After computing the eigenvector values we view the 

In [None]:
# creating df for eigen values
eigen = dict(nx.eigenvector_centrality(g))
eigen_df = pd.DataFrame.from_dict(eigen, orient='index', columns=['Eigen'])

# joining to df
df = df.join(eigen_df)

# describing Eigen values
df['Eigen'].describe()

Again, we view the values by type of node.  Unlike the degree

In [None]:
# plot histogram
fig = px.histogram(df, x='Eigen', color='Type', title = 'Eigen Values by Type')
fig.show()

Now taking a look at degree and eigenvector value of all nodes.

In [None]:
# looking at the df 
df.sort_values('Eigen', ascending=False).head(10)

### T-Test

T-test is used to determine the signficant difference of means in two groups, holder and stock nodes.  

In [None]:
# separate df by holder and stock
holder = df[df['Type']=='holder']
stock = df[df['Type']=='stock']

# perform T-test on Eigen values of each holder and stock
stats.ttest_ind(stock['Eigen'], holder['Eigen'])

In [None]:
# perform T-test on Eigen values of each holder and stock
stats.ttest_ind(stock['Degree'], holder['Degree'])

## Conclusion

By looking at the the results of the T-test using the degree and eigenvector values, we see that there is a significant difference in the means across the types of nodes, institutional holder and stock.  

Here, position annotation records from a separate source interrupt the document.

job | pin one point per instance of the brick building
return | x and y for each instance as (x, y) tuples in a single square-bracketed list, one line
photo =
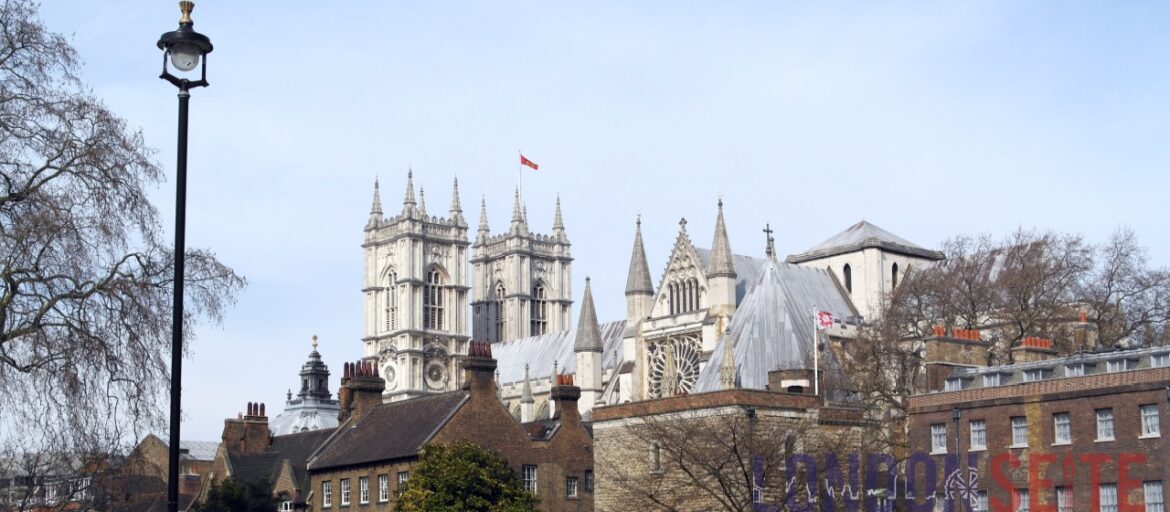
[(723, 450), (363, 466), (1080, 433)]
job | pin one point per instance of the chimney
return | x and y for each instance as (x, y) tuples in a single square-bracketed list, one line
[(364, 389), (480, 369), (248, 434), (564, 394)]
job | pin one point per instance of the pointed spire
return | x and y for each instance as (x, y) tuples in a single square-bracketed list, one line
[(525, 394), (589, 332), (721, 264), (558, 223), (408, 202), (639, 278), (455, 207), (728, 369), (376, 208)]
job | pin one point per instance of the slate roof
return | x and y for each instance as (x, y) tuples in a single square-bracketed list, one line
[(372, 438), (773, 324), (862, 235), (539, 351), (747, 270), (295, 448)]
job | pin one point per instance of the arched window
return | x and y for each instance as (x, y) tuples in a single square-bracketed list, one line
[(391, 302), (432, 302), (539, 311), (501, 297)]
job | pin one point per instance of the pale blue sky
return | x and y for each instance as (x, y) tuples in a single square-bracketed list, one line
[(928, 119)]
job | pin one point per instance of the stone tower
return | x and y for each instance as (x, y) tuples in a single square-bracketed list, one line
[(522, 279), (415, 296)]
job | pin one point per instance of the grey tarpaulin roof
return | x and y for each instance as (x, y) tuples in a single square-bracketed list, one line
[(539, 351), (772, 326)]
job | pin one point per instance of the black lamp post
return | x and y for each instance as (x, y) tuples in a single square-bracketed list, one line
[(184, 48), (958, 456)]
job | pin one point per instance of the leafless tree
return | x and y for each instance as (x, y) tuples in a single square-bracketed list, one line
[(84, 275), (720, 458)]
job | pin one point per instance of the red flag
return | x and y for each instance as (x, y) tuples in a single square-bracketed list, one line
[(824, 319)]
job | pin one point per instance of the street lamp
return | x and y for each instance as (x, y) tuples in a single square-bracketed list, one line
[(185, 48), (958, 457)]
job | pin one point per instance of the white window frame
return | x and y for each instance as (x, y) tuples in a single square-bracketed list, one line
[(938, 438), (1108, 497), (1151, 420), (570, 486), (1024, 502), (529, 476), (1019, 431), (1065, 499), (978, 435), (1151, 491), (1061, 422), (1105, 424)]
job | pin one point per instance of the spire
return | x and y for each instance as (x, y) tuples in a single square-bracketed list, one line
[(639, 279), (483, 220), (408, 202), (525, 394), (455, 208), (770, 250), (721, 264), (376, 209), (728, 366), (589, 332)]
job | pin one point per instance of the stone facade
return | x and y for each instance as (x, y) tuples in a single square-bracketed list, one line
[(415, 288)]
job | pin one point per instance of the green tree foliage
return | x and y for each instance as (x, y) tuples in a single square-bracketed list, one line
[(463, 477), (229, 496)]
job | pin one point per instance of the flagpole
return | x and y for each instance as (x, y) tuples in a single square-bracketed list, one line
[(816, 355)]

In our case, institutional holders have a higher importance across the population in the social network than the stock.  

Vanguard Group, Inc, Blackrock Inc., State Street Corporation, Geode Capital Management, LLC are the most connected with the highest degree and eigenvector values.

Moreover, we could use the social network graph to design a rec sys to predict  instiutional holders investments in the same or different companies.